O bastonário frisou que “a remuneração dos advogados que trabalham no acesso ao direito não é atualizada há muitos anos e em 2020 teve apenas uma atualização de oito cêntimos, violando a lei, que determina a sua atualização anual de acordo com a inflação”.
Da mesma forma, adiantou Menezes Leitão, deveriam ser reduzidas as custas judiciais, que “impossibilitam as pessoas da classe média de ter acesso à justiça”.
O bastonário da OA defendeu que é preciso “reabilitar muitos tribunais, uma vez que muitos estão em estado de degradação absoluta, como é exemplo dramático o Tribunal de Família e Menores de Aveiro”.
António Marçal, presidente do Sindicato dos Funcionários Judiciais (SFJ), referiu que para o OE2022 os oficiais de justiça “esperam que os bloqueios à normal progressão da carreira sejam efetivamente eliminados, de forma a permitir que se realizem os concursos de acesso às categorias de escrivão de direito e de técnico de justiça principal, bem como a regularização da situação dos secretários de justiça, num procedimento que teve já decisão do Tribunal Constitucional”.

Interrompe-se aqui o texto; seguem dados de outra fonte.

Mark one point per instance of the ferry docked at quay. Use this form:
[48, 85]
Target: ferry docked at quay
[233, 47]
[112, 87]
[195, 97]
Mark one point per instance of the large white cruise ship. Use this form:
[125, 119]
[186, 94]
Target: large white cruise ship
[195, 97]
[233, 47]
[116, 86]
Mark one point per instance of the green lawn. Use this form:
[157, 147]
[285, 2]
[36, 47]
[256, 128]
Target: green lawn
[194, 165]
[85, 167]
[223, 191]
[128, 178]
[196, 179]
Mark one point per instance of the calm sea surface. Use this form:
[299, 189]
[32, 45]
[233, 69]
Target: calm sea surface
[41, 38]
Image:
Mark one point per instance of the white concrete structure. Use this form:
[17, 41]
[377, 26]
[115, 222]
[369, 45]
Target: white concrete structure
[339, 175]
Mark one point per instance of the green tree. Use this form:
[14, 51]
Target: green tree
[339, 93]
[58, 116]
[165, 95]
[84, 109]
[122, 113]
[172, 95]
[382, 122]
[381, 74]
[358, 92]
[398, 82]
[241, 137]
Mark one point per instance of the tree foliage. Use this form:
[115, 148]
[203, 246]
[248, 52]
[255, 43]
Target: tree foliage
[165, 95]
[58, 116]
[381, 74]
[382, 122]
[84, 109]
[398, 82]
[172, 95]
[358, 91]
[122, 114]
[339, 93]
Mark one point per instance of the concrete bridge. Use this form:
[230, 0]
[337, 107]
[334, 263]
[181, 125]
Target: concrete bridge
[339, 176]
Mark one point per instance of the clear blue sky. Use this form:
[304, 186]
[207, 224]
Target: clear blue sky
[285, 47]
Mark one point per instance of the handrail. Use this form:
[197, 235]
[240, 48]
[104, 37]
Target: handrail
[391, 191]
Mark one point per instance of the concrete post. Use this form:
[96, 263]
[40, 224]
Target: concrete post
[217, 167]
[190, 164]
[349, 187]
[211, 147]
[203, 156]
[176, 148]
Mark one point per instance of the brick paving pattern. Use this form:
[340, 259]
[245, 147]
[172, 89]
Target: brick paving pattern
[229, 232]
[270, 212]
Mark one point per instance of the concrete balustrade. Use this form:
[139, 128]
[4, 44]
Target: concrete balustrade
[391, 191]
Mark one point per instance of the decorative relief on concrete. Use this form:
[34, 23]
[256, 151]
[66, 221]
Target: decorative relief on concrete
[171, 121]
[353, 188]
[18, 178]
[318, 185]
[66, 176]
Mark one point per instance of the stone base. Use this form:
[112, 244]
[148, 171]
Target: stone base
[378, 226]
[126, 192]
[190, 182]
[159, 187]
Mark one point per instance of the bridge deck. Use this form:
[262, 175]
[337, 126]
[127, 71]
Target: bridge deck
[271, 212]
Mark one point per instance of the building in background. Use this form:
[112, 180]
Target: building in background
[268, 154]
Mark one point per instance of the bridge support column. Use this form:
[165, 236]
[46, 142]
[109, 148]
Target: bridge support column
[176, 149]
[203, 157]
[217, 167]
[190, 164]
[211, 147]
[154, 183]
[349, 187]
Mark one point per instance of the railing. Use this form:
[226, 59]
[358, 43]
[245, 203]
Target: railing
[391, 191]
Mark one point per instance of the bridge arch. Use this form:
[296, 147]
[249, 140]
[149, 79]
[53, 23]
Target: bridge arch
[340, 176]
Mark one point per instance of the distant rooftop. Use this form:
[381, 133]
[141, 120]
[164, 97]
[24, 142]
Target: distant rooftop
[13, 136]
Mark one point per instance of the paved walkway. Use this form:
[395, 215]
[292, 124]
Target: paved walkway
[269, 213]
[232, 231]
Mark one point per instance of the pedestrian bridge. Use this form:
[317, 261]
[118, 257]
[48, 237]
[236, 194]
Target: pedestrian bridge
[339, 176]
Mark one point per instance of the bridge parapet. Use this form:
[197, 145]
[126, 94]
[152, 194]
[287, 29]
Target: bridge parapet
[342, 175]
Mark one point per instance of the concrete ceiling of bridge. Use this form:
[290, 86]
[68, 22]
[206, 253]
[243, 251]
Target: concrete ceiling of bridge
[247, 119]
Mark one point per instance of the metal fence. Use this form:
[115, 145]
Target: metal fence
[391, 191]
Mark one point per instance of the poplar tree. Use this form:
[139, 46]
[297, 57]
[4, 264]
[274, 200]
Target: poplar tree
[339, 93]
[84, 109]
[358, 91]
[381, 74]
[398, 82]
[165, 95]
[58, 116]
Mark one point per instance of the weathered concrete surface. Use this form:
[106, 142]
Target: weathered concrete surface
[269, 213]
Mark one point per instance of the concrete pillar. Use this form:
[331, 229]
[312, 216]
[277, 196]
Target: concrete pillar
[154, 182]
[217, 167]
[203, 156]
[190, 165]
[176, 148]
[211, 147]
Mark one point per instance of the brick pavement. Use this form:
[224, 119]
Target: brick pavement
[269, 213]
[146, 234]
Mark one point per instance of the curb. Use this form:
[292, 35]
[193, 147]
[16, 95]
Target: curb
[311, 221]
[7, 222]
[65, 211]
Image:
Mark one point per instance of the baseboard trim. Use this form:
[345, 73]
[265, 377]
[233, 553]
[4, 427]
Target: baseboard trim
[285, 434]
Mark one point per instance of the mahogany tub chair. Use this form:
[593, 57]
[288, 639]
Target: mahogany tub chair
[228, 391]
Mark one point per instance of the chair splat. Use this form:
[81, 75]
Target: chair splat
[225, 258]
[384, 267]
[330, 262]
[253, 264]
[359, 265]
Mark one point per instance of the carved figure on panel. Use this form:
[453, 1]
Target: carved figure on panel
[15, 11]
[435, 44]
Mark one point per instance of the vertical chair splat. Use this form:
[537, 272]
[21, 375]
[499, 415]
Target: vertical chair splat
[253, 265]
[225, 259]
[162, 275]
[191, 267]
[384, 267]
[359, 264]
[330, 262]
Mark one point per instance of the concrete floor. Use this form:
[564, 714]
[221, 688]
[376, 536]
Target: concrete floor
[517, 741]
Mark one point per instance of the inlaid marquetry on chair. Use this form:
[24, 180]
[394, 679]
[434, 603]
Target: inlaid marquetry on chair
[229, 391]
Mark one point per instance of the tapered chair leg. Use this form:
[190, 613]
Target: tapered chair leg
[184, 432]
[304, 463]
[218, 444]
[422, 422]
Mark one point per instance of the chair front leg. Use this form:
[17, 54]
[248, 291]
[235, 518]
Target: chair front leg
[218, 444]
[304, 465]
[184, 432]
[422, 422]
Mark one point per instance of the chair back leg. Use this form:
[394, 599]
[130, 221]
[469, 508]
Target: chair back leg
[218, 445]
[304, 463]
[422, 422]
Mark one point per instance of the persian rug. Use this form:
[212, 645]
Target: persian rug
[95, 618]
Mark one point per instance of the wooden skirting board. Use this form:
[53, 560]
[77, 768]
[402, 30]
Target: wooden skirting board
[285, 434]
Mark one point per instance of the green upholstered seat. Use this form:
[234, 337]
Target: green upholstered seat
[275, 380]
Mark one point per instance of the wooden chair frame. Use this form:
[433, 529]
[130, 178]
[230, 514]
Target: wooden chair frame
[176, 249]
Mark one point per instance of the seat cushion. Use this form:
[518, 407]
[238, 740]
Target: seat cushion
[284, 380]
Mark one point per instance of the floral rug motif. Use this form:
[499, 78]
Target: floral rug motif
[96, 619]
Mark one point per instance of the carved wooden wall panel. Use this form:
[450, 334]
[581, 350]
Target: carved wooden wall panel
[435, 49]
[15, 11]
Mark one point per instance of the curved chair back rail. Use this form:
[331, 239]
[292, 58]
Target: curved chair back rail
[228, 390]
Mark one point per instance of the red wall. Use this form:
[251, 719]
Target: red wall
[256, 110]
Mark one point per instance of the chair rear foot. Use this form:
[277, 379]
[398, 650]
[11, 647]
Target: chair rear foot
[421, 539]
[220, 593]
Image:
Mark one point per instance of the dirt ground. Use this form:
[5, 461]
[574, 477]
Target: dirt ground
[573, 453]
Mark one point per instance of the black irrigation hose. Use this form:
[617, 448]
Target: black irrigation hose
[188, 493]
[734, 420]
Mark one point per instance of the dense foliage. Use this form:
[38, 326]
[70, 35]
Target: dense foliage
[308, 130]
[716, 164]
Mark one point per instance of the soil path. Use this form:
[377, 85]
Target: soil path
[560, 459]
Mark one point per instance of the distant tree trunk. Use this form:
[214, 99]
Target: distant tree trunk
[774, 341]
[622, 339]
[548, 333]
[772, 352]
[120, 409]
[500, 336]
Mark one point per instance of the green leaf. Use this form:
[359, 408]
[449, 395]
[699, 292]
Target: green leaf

De acordo com António Marçal, o SFJ espera que haja a abertura de procedimento de ingresso para “colmatar as carências enormes que existem nos tribunais e serviços do Ministério Público (MP)”, estimando o SFJ que a necessidade, de momento, seja de mil funcionários.
O presidente do SFJ alertou, contudo, que esta situação tende a agravar-se por força da idade dos atuais funcionários — 60% com mais de 50 anos –, notando que até 2028 irão aposentar-se por limite de idade cerca de 2.800 oficiais de justiça, pelo que importava constituir uma bolsa de recrutamento.
“Também será conveniente que sejam previstos investimentos na modernização e requalificação de edifícios, muitos dos quais não têm condições de funcionamento, com muitos a precisarem de intervenções nas coberturas e porque ainda existem muitos que não garantem as acessibilidades necessárias”, indicou António Marçal.
“Igualmente urge um planeamento para requalificar o parque informático dos tribunais e das secretarias, até porque o concurso feito está a causar muitos problemas porque os equipamentos não servem para o fim para o qual foram adquiridos, conforme nos é reportado de vários tribunais”, considerou ainda o presidente do SFJ.